Ad ogni modo, in termini assoluti il mercato del lavoro in Italia pare arrancare e non potrebbe essere altrimenti vista la dinamica di investimenti (ma anche dei consumi delle famiglie) e più in generale quella del Pil.
Inoltre, osservando mese per mese il modesto aumento dell’occupazione a tempo indeterminato non ci si può sottrarre ad alcune considerazioni di fondo. Il numero di occupati a tempo indeterminato aumenta principalmente durante gli estremi: a inizio anno e durante gli ultimi tre mesi. Una fotografia che infrange quella visione idealizzata, troppo spesso elevata a certezza, che dipinge le imprese come attori benevolenti.
Come spiegano i dati amministrativi dell’Inps, l’aumento degli occupati a tempo indeterminato non rappresentano nuova occupazione, ma una forma di stabilizzazione – solo formale se avvenuta per mezzo di contratti a tutele crescenti. Costerà poco alle imprese disfarsi di questi lavoratori, che di fatto da disoccupati non avranno nessun diritto in più, se non paradossalmente di divenire disoccupati con maggiore facilità.
Una volta chiara la dinamica prevedibilmente insoddisfacente, nel metodo e nel merito dell’operazione riformatrice, ci si potrebbe spingere a ipotesi ancor più maliziose: quante imprese hanno nel corso dell’anno trasformato i propri dipendenti a tempo indeterminato in tempo determinato per almeno sei mesi, così da poterli riassumere con contratti a tutele crescenti entro dicembre, beneficiando degli ingenti sgravi contributivi? In quali settori operano?

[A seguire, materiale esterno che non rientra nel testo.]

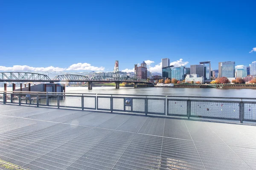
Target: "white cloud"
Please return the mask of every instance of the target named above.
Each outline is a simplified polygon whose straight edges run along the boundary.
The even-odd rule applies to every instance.
[[[74,64],[69,67],[66,70],[90,70],[92,71],[103,71],[105,68],[103,67],[98,67],[91,65],[90,64],[79,62]]]
[[[44,67],[33,67],[27,65],[14,65],[12,67],[5,67],[0,66],[0,71],[62,71],[65,68],[59,67],[50,66]]]
[[[180,59],[179,60],[170,62],[170,65],[174,65],[175,67],[180,67],[181,65],[184,66],[189,63],[188,62],[183,62],[183,59]]]
[[[154,72],[162,73],[162,62],[157,64],[154,67],[151,67],[150,65],[148,66],[148,70],[152,73]]]
[[[92,71],[102,71],[105,68],[103,67],[98,67],[91,65],[86,63],[73,64],[68,68],[54,67],[51,66],[47,67],[34,67],[27,65],[15,65],[12,67],[0,66],[0,71],[67,71],[88,70]]]
[[[149,65],[151,64],[154,63],[154,61],[151,61],[151,60],[146,60],[146,61],[144,61],[146,63],[146,64],[147,64],[147,66],[148,65]]]
[[[126,72],[126,73],[129,73],[130,72],[134,72],[134,68],[132,69],[129,69],[128,68],[125,69],[122,71],[122,72]]]
[[[254,47],[253,48],[253,50],[250,51],[249,53],[252,53],[253,52],[256,52],[256,47]]]
[[[183,62],[183,59],[180,59],[179,60],[174,61],[170,63],[170,65],[174,65],[175,67],[180,67],[181,65],[184,66],[189,63],[187,61]],[[150,61],[150,60],[148,60]],[[145,62],[146,61],[145,61]],[[152,63],[154,62],[152,62]],[[162,62],[155,65],[154,66],[152,67],[150,65],[148,66],[148,70],[151,72],[162,73]]]

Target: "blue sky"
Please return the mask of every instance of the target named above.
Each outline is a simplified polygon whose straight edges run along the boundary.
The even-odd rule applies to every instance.
[[[0,70],[108,71],[118,60],[159,72],[166,57],[249,65],[256,16],[254,0],[0,0]]]

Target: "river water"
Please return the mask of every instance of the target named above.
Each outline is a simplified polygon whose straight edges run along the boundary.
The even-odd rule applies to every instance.
[[[116,89],[114,87],[93,87],[93,89],[89,90],[87,87],[68,87],[66,88],[66,89],[67,93],[74,93],[256,98],[256,89],[248,88],[134,88],[121,87],[119,89]],[[7,88],[8,91],[11,91],[12,90],[12,88]],[[0,88],[0,91],[3,91],[3,88]]]
[[[256,89],[176,88],[136,88],[114,87],[67,87],[68,93],[256,98]]]

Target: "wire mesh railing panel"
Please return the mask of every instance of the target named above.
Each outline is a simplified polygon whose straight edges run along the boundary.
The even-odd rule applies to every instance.
[[[145,99],[132,99],[132,110],[136,112],[145,111]]]
[[[48,96],[48,103],[49,106],[58,106],[58,99],[57,95],[49,95]]]
[[[98,109],[110,110],[110,97],[98,97]]]
[[[81,108],[82,102],[81,96],[59,95],[59,106],[61,107]]]
[[[191,101],[192,116],[239,119],[238,102]]]
[[[113,110],[124,110],[124,98],[113,98]]]
[[[168,115],[187,114],[187,101],[168,99]]]
[[[256,120],[256,103],[244,103],[244,120]]]
[[[148,112],[156,114],[164,114],[165,113],[165,99],[148,99]]]
[[[84,97],[84,108],[96,109],[95,97]]]
[[[47,106],[47,95],[40,94],[39,95],[39,105]]]

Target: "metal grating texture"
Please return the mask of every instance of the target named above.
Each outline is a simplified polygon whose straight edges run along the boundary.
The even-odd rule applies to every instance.
[[[58,95],[60,107],[81,108],[82,96]]]
[[[244,119],[245,120],[256,120],[256,104],[244,103]]]
[[[113,110],[124,110],[124,98],[113,98]]]
[[[256,126],[2,104],[0,110],[0,160],[24,168],[256,170]]]
[[[148,99],[148,112],[149,113],[165,114],[165,99]]]
[[[132,99],[132,111],[137,112],[145,112],[145,100],[144,99]]]
[[[187,115],[187,101],[168,99],[168,115]]]
[[[96,99],[94,96],[84,97],[84,108],[89,109],[96,109]]]
[[[111,110],[111,98],[98,97],[97,109],[102,110]]]
[[[224,102],[191,101],[191,116],[238,119],[239,103]]]

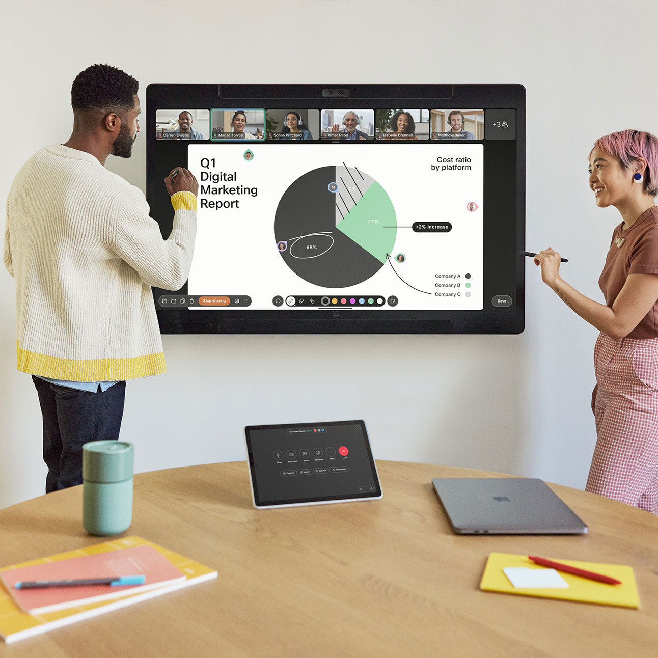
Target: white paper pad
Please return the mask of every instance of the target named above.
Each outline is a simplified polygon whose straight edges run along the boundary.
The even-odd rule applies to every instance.
[[[506,567],[503,569],[510,582],[517,588],[568,588],[569,583],[555,570]]]

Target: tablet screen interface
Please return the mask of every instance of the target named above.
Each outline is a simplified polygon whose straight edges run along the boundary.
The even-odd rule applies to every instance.
[[[257,507],[382,495],[363,420],[245,428]]]

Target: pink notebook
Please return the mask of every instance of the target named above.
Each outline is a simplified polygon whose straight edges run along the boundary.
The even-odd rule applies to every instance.
[[[82,585],[16,589],[19,580],[63,580],[65,578],[146,576],[142,585]],[[126,594],[143,592],[184,580],[186,576],[151,546],[136,546],[46,564],[0,571],[0,579],[18,605],[30,615],[70,608]]]

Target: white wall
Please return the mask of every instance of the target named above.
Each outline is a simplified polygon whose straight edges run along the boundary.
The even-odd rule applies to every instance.
[[[94,63],[136,77],[143,103],[151,82],[522,83],[527,248],[560,251],[569,259],[564,277],[601,299],[597,280],[620,219],[595,207],[586,158],[613,130],[658,134],[658,4],[474,0],[474,17],[463,19],[461,2],[417,0],[402,13],[423,20],[408,23],[389,0],[300,0],[297,16],[284,5],[273,11],[274,3],[236,6],[13,4],[0,43],[0,198],[30,155],[67,139],[71,82]],[[342,53],[340,66],[330,53]],[[371,74],[351,70],[364,61]],[[111,157],[108,166],[144,189],[145,162],[142,135],[130,160]],[[541,283],[529,259],[527,268],[526,328],[518,336],[165,336],[167,374],[127,389],[122,438],[136,444],[136,470],[243,459],[248,424],[363,417],[378,458],[582,488],[595,440],[597,332]],[[40,495],[45,468],[36,393],[16,370],[14,283],[3,270],[0,308],[3,507]]]

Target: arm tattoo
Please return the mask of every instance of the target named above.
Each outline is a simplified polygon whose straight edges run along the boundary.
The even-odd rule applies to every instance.
[[[567,299],[567,297],[565,297],[565,295],[563,295],[563,294],[562,294],[562,293],[561,293],[561,292],[560,292],[560,291],[559,291],[559,290],[558,290],[557,288],[553,288],[553,290],[554,290],[554,291],[555,291],[555,294],[556,294],[556,295],[557,295],[557,296],[558,296],[558,297],[559,297],[559,298],[560,298],[560,299],[561,299],[561,300],[562,300],[562,301],[563,301],[563,302],[564,302],[564,303],[565,303],[565,304],[566,304],[566,305],[567,305],[567,306],[568,306],[568,307],[569,307],[570,309],[571,309],[571,310],[572,310],[572,311],[576,311],[576,309],[574,309],[574,308],[573,307],[573,306],[572,306],[572,305],[571,305],[571,303],[570,303],[570,302],[569,301],[569,299]]]

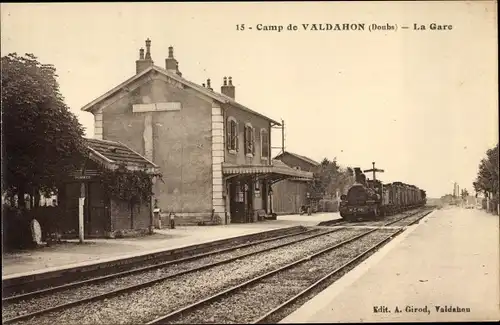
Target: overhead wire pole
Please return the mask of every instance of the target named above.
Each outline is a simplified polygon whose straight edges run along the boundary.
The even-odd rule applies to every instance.
[[[373,166],[372,169],[363,170],[363,172],[364,173],[373,172],[373,181],[375,182],[377,180],[376,173],[383,173],[384,170],[383,169],[377,169],[377,168],[375,168],[375,162],[372,162],[372,166]]]

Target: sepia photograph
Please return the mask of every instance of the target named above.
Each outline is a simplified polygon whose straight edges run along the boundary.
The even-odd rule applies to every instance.
[[[2,3],[2,324],[500,321],[497,1]]]

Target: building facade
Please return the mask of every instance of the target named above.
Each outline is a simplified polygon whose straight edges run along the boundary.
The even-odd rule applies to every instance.
[[[158,166],[122,143],[97,139],[85,141],[89,156],[82,157],[82,168],[69,175],[58,191],[58,208],[65,217],[57,232],[70,237],[78,235],[79,199],[84,194],[85,237],[115,238],[147,233],[153,227],[151,202],[128,202],[112,197],[103,186],[102,170],[141,170],[154,177],[158,174]]]
[[[287,166],[307,172],[314,172],[320,165],[318,162],[292,152],[283,152],[274,158]],[[300,213],[303,206],[317,204],[318,200],[308,193],[309,180],[289,178],[273,186],[273,211],[276,214]]]
[[[94,115],[95,138],[120,141],[159,166],[155,199],[178,224],[254,221],[269,213],[272,182],[312,178],[273,165],[270,129],[279,123],[238,103],[231,77],[220,93],[210,79],[185,79],[172,47],[165,67],[156,66],[149,39],[136,74],[82,110]]]

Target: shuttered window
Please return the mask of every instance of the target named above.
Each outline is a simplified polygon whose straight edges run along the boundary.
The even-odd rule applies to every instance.
[[[266,129],[260,131],[261,157],[269,157],[269,134]]]
[[[238,122],[233,118],[227,119],[226,145],[228,150],[238,151]]]

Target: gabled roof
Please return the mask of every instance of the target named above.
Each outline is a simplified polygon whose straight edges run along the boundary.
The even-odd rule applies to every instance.
[[[316,162],[316,161],[314,161],[314,160],[312,160],[310,158],[307,158],[306,156],[301,156],[301,155],[298,155],[296,153],[289,152],[289,151],[285,151],[285,152],[277,155],[276,157],[274,157],[274,159],[279,159],[280,157],[283,157],[285,154],[289,154],[291,156],[294,156],[294,157],[296,157],[296,158],[298,158],[300,160],[303,160],[303,161],[305,161],[305,162],[307,162],[307,163],[309,163],[309,164],[311,164],[313,166],[319,166],[320,165],[320,163],[318,163],[318,162]]]
[[[82,111],[86,111],[86,112],[92,112],[92,108],[102,102],[103,100],[107,99],[108,97],[114,95],[115,93],[119,92],[120,90],[122,90],[123,88],[127,87],[127,85],[129,85],[130,83],[134,82],[135,80],[138,80],[139,78],[141,78],[142,76],[148,74],[150,71],[157,71],[169,78],[172,78],[174,79],[175,81],[177,82],[180,82],[181,84],[187,86],[187,87],[190,87],[200,93],[202,93],[203,95],[205,96],[208,96],[220,103],[223,103],[223,104],[230,104],[230,105],[233,105],[243,111],[246,111],[246,112],[249,112],[251,114],[254,114],[254,115],[257,115],[257,116],[260,116],[266,120],[268,120],[269,122],[275,124],[275,125],[281,125],[280,123],[276,122],[275,120],[265,116],[265,115],[262,115],[254,110],[251,110],[250,108],[238,103],[237,101],[235,101],[233,98],[229,97],[229,96],[226,96],[224,94],[220,94],[218,92],[215,92],[215,91],[212,91],[212,90],[209,90],[208,88],[205,88],[201,85],[198,85],[198,84],[195,84],[194,82],[191,82],[179,75],[177,75],[176,73],[172,73],[172,72],[169,72],[163,68],[160,68],[156,65],[153,65],[153,66],[150,66],[148,67],[147,69],[145,69],[144,71],[132,76],[131,78],[125,80],[124,82],[122,82],[121,84],[119,84],[118,86],[116,86],[115,88],[111,89],[110,91],[106,92],[104,95],[94,99],[93,101],[91,101],[90,103],[88,103],[87,105],[83,106],[81,108]]]
[[[121,142],[89,138],[84,140],[90,150],[90,158],[110,169],[124,165],[129,170],[146,169],[149,173],[157,173],[159,170],[155,163]]]

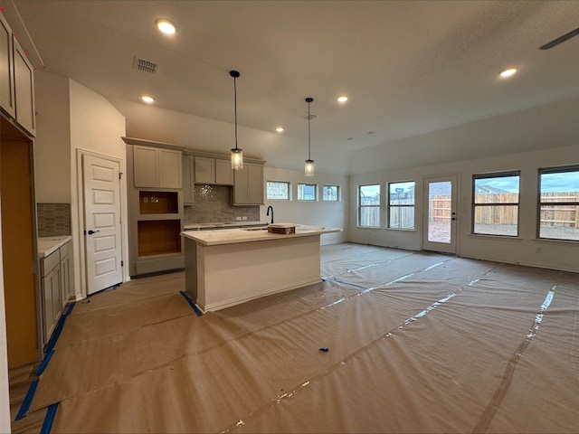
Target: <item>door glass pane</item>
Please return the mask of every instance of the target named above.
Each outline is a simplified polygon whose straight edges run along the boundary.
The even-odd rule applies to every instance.
[[[451,242],[452,184],[428,184],[428,241]]]

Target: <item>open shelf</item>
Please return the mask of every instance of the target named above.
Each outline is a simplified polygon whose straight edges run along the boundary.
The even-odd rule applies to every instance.
[[[137,225],[139,257],[181,253],[180,220],[147,220]]]
[[[141,214],[176,214],[179,212],[177,192],[138,192]]]

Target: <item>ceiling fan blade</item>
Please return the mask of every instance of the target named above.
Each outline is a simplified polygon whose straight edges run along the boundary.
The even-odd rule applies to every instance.
[[[579,28],[576,28],[575,30],[572,30],[568,33],[565,33],[563,36],[559,36],[558,38],[554,39],[550,42],[546,42],[545,45],[540,46],[539,50],[548,50],[548,49],[553,48],[553,47],[555,47],[555,46],[556,46],[556,45],[558,45],[560,43],[565,42],[568,39],[571,39],[574,36],[576,36],[578,34],[579,34]]]

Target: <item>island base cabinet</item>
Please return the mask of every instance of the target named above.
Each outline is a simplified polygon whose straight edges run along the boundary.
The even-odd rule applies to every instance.
[[[185,238],[186,292],[202,310],[212,311],[318,283],[319,240],[204,246]]]

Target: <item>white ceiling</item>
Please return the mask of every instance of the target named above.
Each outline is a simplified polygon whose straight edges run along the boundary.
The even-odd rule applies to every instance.
[[[26,29],[5,3],[33,64],[103,95],[127,118],[128,136],[227,153],[237,70],[239,146],[278,167],[301,168],[308,156],[306,97],[318,117],[311,156],[321,172],[578,140],[568,109],[579,108],[579,37],[538,49],[579,27],[577,1],[17,0]],[[158,18],[177,33],[161,34]],[[134,69],[136,56],[157,72]],[[519,73],[498,79],[510,66]],[[145,93],[154,106],[139,102]],[[564,143],[537,137],[554,121],[568,130]],[[481,146],[488,132],[498,143]]]

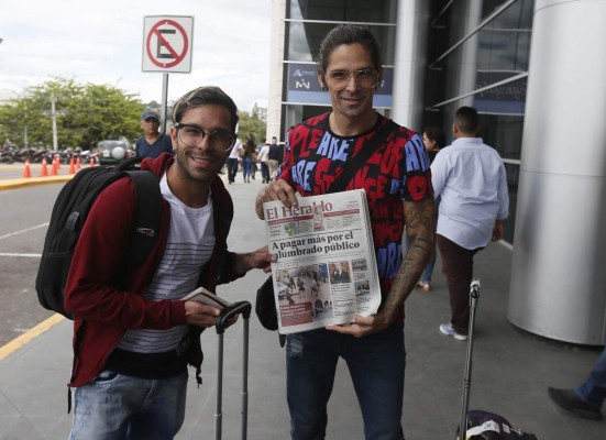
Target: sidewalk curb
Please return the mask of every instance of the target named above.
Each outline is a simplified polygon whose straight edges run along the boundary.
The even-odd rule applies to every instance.
[[[74,174],[64,176],[49,176],[49,177],[29,177],[29,178],[14,178],[0,180],[0,190],[22,188],[25,186],[46,185],[46,184],[62,184],[71,180]]]

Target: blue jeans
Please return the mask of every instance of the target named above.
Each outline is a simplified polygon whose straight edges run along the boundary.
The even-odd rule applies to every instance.
[[[404,439],[404,322],[360,339],[324,329],[287,336],[286,391],[291,439],[324,439],[327,404],[340,356],[350,370],[366,440]]]
[[[592,408],[599,410],[606,399],[606,349],[595,363],[585,382],[574,388]]]
[[[228,157],[228,179],[230,184],[235,182],[235,175],[238,174],[238,157]]]
[[[71,388],[69,440],[167,440],[185,418],[187,373],[146,380],[103,371],[95,382]]]
[[[242,169],[244,180],[250,179],[253,175],[253,160],[251,157],[246,156],[242,160]]]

Essere in grado di rispondere a tali quesiti aiuterebbe a comprendere le effettive dinamiche del mercato del lavoro, il modo in cui le imprese sfruttano a loro favore lo già sbilanciato rapporto di forza interno al mondo del lavoro. Gli sgravi sul costo del lavoro appaiono infatti l’unica motivazione alle base delle assunzioni a tempo indeterminato, o stabilmente precarie, soprattutto dal momento che queste non sono accompagnate da nessuno sforzo da parte delle imprese in termini produttivi. Gli investimenti in capitale fisso continuano a diminuire e di un rinnovato interesse per lo sviluppo di processi innovativi nessun segno.
La stessa indifferenza pare caratterizzare il governo, che aveva puntato tutto sugli incentivi per le imprese e sulla “retorica dell’art.18”, lo stesso che ha delegato la politica industriale al mantra degli investimenti esteri senza curarsi delle politiche attive né del tessuto industriale italiano – fatti salvi pochi marchi amici, mentre persino Eni decide di dismettere il ramo chimico e lo stabilimento di Gela e come se non bastasse si adopera per la cessione di Saipem e di Gas & Power.